O que acontece no meio, de Martha Medeiros

O que acontece no meio, de Martha Medeiros

Vida é o que existe entre o nascimento e a morte. O que acontece no meio é o que importa.

No meio, a gente descobre que sexo sem amor também vale a pena, mas é ginástica, não tem transcendência nenhuma. Que tudo o que faz você voltar pra casa de mãos abanando (sem uma emoção, um conhecimento, uma surpresa, uma paz, uma ideia) foi perda de tempo.

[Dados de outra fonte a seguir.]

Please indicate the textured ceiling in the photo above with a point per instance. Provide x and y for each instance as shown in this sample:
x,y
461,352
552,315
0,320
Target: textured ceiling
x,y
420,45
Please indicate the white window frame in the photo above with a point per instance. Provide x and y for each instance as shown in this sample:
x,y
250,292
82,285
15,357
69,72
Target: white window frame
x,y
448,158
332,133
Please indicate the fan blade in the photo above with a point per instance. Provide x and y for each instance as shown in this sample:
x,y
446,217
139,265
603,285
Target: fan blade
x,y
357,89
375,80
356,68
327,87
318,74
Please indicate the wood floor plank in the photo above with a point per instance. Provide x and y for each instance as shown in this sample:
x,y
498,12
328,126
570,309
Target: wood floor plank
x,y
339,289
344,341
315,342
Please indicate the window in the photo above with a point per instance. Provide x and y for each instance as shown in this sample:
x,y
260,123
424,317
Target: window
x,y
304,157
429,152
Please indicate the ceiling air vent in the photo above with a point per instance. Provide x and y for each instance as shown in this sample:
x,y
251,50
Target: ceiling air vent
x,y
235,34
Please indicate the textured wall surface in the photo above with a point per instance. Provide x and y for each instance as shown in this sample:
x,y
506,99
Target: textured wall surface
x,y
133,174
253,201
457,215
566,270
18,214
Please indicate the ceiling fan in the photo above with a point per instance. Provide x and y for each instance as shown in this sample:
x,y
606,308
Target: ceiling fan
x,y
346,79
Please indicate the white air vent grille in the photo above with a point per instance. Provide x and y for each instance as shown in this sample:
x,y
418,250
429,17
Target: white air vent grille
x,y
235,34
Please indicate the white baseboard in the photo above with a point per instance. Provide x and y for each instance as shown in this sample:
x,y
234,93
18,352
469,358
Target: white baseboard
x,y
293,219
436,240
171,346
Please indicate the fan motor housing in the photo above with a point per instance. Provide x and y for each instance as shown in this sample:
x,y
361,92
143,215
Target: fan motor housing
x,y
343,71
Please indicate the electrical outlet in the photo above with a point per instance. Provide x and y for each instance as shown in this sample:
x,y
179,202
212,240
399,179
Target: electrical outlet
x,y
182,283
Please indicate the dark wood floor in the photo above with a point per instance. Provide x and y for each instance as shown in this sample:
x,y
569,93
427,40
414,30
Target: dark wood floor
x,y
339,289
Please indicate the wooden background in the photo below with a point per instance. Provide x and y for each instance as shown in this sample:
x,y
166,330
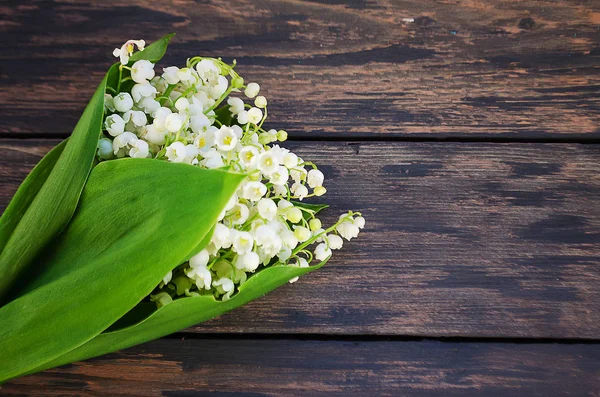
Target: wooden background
x,y
466,131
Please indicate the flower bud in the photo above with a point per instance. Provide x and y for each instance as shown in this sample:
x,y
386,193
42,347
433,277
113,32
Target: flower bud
x,y
161,299
294,215
302,233
315,224
260,102
237,82
252,90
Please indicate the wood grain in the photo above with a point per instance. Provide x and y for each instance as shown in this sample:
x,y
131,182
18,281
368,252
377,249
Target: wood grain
x,y
363,68
461,240
261,368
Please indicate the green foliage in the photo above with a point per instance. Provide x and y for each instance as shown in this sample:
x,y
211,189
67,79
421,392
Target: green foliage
x,y
180,314
137,220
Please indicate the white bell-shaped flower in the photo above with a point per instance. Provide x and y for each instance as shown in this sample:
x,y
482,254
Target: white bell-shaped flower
x,y
142,71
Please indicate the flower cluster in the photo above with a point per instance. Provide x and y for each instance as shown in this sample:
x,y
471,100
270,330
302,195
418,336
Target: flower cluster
x,y
189,115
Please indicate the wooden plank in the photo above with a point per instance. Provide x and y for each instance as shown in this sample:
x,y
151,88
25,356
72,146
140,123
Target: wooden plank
x,y
520,68
260,368
461,240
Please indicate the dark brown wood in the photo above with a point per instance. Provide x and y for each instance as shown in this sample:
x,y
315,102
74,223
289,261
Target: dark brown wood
x,y
514,69
260,368
461,240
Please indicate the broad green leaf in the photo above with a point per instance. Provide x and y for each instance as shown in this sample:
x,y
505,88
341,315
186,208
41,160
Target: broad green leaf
x,y
137,219
47,199
313,207
56,200
154,52
28,190
180,314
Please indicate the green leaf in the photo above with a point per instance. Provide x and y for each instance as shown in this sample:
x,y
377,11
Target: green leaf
x,y
51,209
27,192
180,314
137,219
313,207
155,51
47,199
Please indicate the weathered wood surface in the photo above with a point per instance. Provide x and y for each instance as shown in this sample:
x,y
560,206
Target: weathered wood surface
x,y
261,368
461,240
514,69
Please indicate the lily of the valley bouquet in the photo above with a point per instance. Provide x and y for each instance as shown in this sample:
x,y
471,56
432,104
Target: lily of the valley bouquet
x,y
168,205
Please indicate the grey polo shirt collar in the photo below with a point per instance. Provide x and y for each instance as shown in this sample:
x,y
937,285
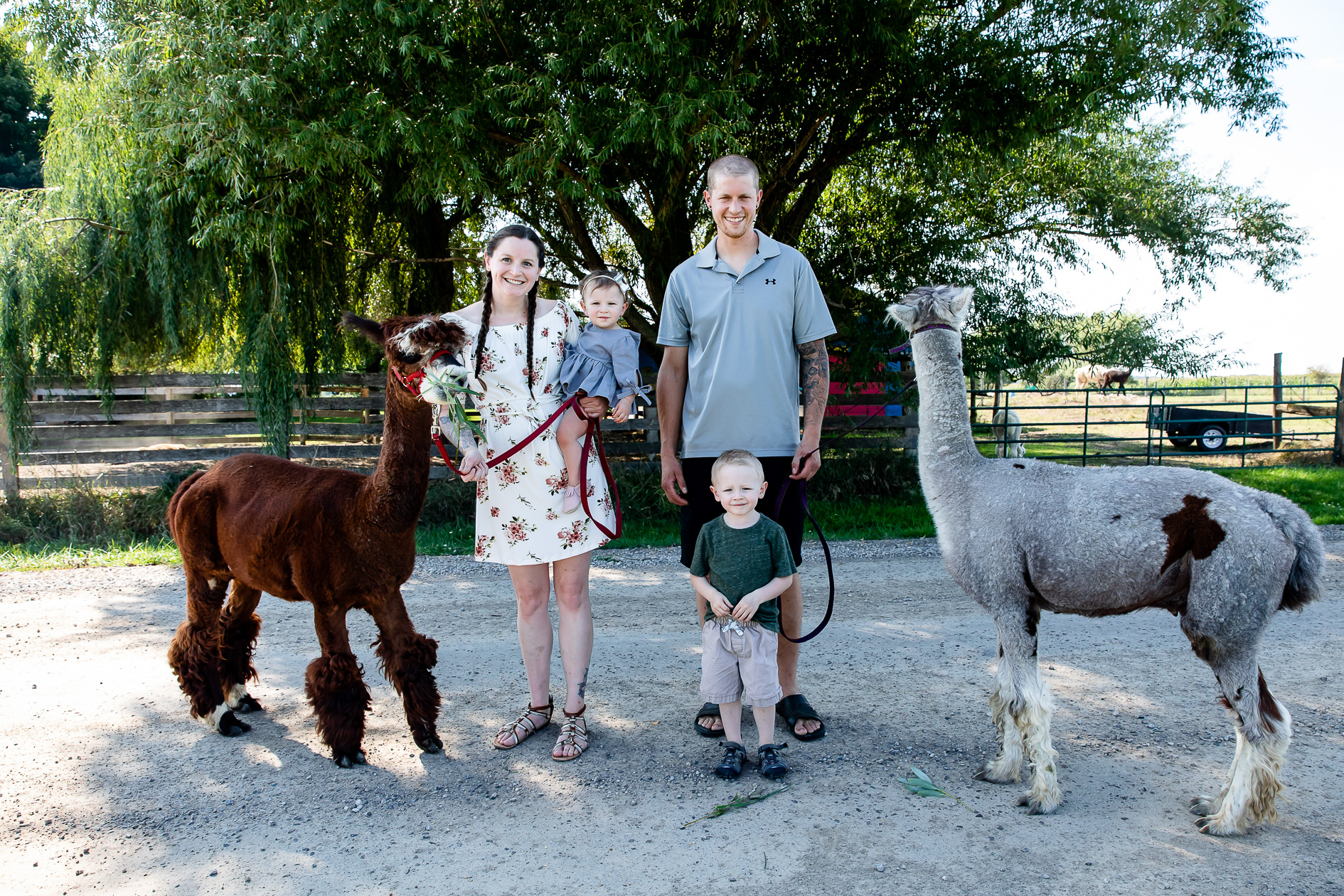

Que a primeira metade da vida é muito boa, mas da metade pro fim pode ser ainda melhor, se a gente aprendeu alguma coisa com os tropeços lá do início. Que o pensamento é uma aventura sem igual. Que é preciso abrir a nossa caixa preta de vez em quando, apesar do medo do que vamos encontrar lá dentro. Que maduro é aquele que mata no peito as vertigens e os espantos.

No meio, a gente descobre que sofremos mais com as coisas que imaginamos que estejam acontecendo do que com as que acontecem de fato. Que amar é lapidação, e não destruição. Que certos riscos compensam – o difícil é saber previamente quais. Que subir na vida é algo para se fazer sem pressa.

Que é preciso dar uma colher de chá para o acaso. Que tudo que é muito rápido pode ser bem frustrante. Que Veneza, Mykonos, Bali e Patagônia são lugares excitantes, mas que incrível mesmo é se sentir feliz dentro da própria casa. Que a vontade é quase sempre mais forte que a razão. Quase? Ora, é sempre mais forte.

No meio, a gente descobre que reconhecer um problema é o primeiro passo para resolvê-lo. Que é muito narcisista ficar se consumindo consigo próprio. Que todas as escolhas geram dúvida, todas. Que depois de lutar pelo direito de ser diferente, chega a bendita hora de se permitir a indiferença.

Que adultos se divertem muito mais do que os adolescentes. Que uma perda, qualquer perda, é um aperitivo da morte – mas não é a morte, que essa só acontece no fim, e ainda estamos falando do meio.




No meio, a gente descobre que precisa guardar a senha não apenas do banco e da caixa postal, mas a senha que nos revela a nós mesmos. Que passar pela vida à toa é um desperdício imperdoável. Que as mesmas coisas que nos exibem também nos escondem (escrever, por exemplo).

Que tocar na dor do outro exige delicadeza. Que ser feliz pode ser uma decisão, não apenas uma contingência. Que não é preciso se estressar tanto em busca do orgasmo, há outras coisas que também levam ao clímax: um poema, um gol, um show, um beijo.

No meio, a gente descobre que fazer a coisa certa é sempre um ato revolucionário. Que é mais produtivo agir do que reagir. Que a vida não oferece opção: ou você segue, ou você segue. Que a pior maneira de avaliar a si mesmo é se comparando com os demais. Que a verdadeira paz é aquela que nasce da verdade. E que harmonizar o que pensamos, sentimos e fazemos é um desafio que leva uma vida toda, esse meio todo.